Nas últimas três voltas, a pista começa a secar, o que favorece ainda mais o plano de Rubinho. A torcida alemã encontrou a quem torcer e, nas últimas curvas, faz muito barulho pela vitória. Em 1h25min34s418, Rubens Barrichello conseguiu quebrar as expectativas de uma prova perdida para, após quase sete anos, voltar a tocar o tema da vitória brasileira, imortalizado por Senna, nas transmissões e no coração dos brasileiros.
O primeiro lugar não foi apenas comemorado efusivamente pelo piloto, que buscava essa conquista desde sua estreia, em 1993, mas também por quase todas as scuderias, inclusive as que ele havia corrido anteriormente e até mesmo pela McLaren. Junto disso, Schumacher também comemorou muito, não só por seu companheiro de equipe, mas também porque impediu que Häkkinen e Coulthard ultrapassem-no na classificação.
Gomes opina que essa corrida, por todos os fatores anormais e surpreendentes da prova, além da apreensão por essa conquista, foi um marco no automobilismo: “Ele leva um ‘tempinho’ pra ganhar a primeira corrida e ganha uma corrida sensacional. É uma das maiores vitórias que eu já vi, é uma das maiores vitórias da história da Fórmula 1 pelas circunstâncias em que aconteceu”.
No topo do pódio, a emoção comovia a todos. Após a execução dos hinos do Brasil e da Itália (por conta da Ferrari), com Rubinho chorando copiosamente na bandeira brasileira, Häkkinen e Coulthard, que ficaram com a segunda e a terceira posição, respectivamente, ergueram-no ao ar, representando como essa vitória e a forma como ela aconteceu marcou a todos os presentes e os que a assistiram.
Um novo piloto
Os sete anos na Fórmula 1 sem ganhar uma corrida certamente incomodavam Rubinho. Muito desse incômodo também vinha das brincadeiras e provocações que os torcedores brasileiros faziam com o nome de Barrichello, o tratando como se fosse um mau corredor, o que nunca foi.

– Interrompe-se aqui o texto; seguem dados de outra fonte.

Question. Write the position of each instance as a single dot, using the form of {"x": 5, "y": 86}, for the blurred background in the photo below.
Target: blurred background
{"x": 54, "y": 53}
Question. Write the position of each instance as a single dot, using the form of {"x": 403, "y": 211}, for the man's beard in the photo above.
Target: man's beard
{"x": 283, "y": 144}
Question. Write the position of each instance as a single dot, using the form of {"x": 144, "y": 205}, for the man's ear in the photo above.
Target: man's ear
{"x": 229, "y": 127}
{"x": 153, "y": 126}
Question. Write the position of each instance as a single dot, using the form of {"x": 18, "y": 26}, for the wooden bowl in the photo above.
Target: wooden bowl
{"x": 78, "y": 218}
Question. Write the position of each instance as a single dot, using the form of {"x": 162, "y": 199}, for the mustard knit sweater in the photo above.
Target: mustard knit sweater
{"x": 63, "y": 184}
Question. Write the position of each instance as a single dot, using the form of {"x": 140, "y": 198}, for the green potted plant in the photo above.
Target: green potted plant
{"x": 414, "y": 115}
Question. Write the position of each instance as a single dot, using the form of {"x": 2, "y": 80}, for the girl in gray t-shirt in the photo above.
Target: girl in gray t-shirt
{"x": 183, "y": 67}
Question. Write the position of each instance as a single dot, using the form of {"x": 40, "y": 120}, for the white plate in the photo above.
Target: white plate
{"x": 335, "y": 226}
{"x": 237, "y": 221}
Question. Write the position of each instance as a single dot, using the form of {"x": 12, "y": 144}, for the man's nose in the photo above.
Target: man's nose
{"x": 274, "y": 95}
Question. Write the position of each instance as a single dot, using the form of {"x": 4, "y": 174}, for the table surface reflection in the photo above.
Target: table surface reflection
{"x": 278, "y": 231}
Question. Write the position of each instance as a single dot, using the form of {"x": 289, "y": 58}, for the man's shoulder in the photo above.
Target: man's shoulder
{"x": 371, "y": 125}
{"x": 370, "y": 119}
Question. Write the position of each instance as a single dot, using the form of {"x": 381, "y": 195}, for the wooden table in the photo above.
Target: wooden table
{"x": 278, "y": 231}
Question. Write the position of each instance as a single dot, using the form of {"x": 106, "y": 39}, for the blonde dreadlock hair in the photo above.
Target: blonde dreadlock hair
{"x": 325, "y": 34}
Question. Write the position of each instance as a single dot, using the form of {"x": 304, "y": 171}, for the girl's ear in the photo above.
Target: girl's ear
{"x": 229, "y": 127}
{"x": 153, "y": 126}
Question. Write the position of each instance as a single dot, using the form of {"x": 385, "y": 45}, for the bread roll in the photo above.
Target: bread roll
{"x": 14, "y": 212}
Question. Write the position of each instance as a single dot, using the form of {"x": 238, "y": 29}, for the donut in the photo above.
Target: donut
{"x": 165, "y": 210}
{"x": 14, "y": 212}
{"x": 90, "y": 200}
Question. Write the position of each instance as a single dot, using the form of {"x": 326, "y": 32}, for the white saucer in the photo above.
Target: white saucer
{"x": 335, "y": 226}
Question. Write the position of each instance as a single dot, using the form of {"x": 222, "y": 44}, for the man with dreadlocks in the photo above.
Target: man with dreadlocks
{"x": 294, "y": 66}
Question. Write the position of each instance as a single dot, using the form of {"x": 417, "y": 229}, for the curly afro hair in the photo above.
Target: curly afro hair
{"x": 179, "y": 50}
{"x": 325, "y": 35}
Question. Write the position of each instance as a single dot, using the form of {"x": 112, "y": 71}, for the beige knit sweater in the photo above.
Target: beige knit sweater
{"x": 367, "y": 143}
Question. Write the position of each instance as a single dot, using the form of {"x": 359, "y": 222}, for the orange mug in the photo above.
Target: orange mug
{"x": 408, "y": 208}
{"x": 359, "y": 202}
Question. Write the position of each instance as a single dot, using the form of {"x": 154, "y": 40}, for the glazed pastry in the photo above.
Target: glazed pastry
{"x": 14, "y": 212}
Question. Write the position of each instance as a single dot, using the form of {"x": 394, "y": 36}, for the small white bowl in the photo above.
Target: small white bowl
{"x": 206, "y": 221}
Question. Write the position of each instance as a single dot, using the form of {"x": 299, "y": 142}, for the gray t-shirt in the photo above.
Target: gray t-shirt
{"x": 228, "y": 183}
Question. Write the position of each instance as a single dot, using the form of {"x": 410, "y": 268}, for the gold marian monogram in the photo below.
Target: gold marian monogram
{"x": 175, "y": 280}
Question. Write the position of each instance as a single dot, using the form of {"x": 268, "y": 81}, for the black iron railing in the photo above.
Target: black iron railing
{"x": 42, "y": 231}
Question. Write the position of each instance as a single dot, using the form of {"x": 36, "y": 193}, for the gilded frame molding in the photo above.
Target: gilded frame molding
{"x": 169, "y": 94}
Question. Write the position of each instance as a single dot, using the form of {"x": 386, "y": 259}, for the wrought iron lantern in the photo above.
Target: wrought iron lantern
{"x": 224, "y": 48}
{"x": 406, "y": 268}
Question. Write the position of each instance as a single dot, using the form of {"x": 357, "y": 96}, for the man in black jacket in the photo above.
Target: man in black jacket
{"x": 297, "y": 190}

Para Rodrigo Mattar e para Flavio Gomes, a opinião brasileira é que foi mais afetada, enquanto a opinião da crítica especializada e internacional nunca foi negativa em relação a Rubinho. “Lá fora eu acho que o respeito ao Rubens sempre existiu, muito mais do que o brasileiro respeita. O brasileiro é muito galhofeiro, é metido a brincalhão, gosta de fazer uma palhaçada, e o Rubens foi alvo de piadas muito jocosas. Mas como piloto, ele é excepcional” aponta Rodrigo, enquanto para Flavio, “a opinião internacional da mídia esportiva especializada não mudou grande coisa, porque as pessoas que conhecem Fórmula 1 sabiam que ele era um piloto com todas as condições para ganhar uma corrida e que, numa equipe grande, isso iria acontecer mais cedo ou mais tarde”.
Desde seu triunfo em Hockenheim, Rubinho alcançou mais dez vitórias na carreira, tendo sido duas vezes vice-campeão mundial e, com mais de 320 Grandes Prêmios disputados, se tornou o piloto a mais vezes e por mais tempo correr na Fórmula 1. Depois da Ferrari, defendeu ainda equipes como Honda, Brawn e Williams na modalidade.
Desde que saiu da Fórmula 1, correu na Fórmula Indy, em que conquistou bons resultados e, na Stock Car Brasil, em que foi campeão no ano de 2014. Com uma carreira brilhante no automobilismo e sucesso em todas as modalidades por que passou, Barrichello é um dos maiores nomes do esporte no Brasil.